O vice-presidente Geraldo Alckmin afirmou na sexta-feira (20) que fabricantes de armamentos, máquinas, motores e madeira estão entre os setores da economia nacional mais beneficiados pela decisão da Suprema Corte dos Estados Unidos que decretou a ilegalidade de parte das tarifas impostas por Donald Trump.

Ao todo, os setores beneficiados com a decisão de hoje respondem por 22% em valor das exportações nacionais para o país, segundo Alckmin, que classificou a sentença da Suprema Corte como muito importante para o Brasil.

Em entrevista coletiva na sede do Mdic (Ministério do Desenvolvimento, Indústria, Comércio e Serviços), o ministro ainda minimizou o impacto da taxa global de 10% recém-anunciada por Trump e das taxações setoriais que seguirão afetando setores brasileiros como aço, alumínio e autopeças.

“Nós não perdemos competitividade, porque é 10% geral. O que estava acontecendo é que o Brasil estava com uma tarifa 10% mais 40%, que ninguém mais tinha”, disse. “Aí você perdia a competitividade.”

Segundo o vice-presidente, o governo brasileiro vai continuar negociando com os americanos. “Não muda o roteiro.
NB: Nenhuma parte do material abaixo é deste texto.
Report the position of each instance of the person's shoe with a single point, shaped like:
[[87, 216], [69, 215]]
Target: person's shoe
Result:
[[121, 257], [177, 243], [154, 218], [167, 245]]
Vamos avançar ainda mais, inclusive com temas não tarifários”, disse Alckmin, citando a exploração de terras raras e minerais estratégicos e investimentos para instalação de data centers no Brasil.

Na sexta-feira (20), a Suprema Corte dos Estados Unidos declarou ilegais as tarifas impostas pelo presidente Donald Trump com base na IEEPA (sigla em inglês para Lei de Poderes Econômicos de Emergência Internacional).

A decisão atinge a maior parte das tarifas americanas contra outros países e beneficia os cerca de 22% das exportações brasileiras para os EUA citados por Alckmin. As indústrias de máquinas, equipamentos e calçados, por exemplo, agora estão livres do tarifaço.

Aço, alumínio e cobre continuam taxados, no entanto, porque as tarifas contra esses setores foram impostas com base em outra legislação, a chamada Seção 232. Esses setores representam 27% das exportações brasileiras aos Estados Unidos, segundo especialistas ouvidos pela Folha.

Trump chamou a decisão da Suprema Corte de “desgraça” e dobrou a aposta, prometendo uma nova rodada global de tarifas com alíquotas de 10%. Para tanto, ele diz que usará a Seção 122, que dá poder de taxar importações pelo prazo de 150 dias.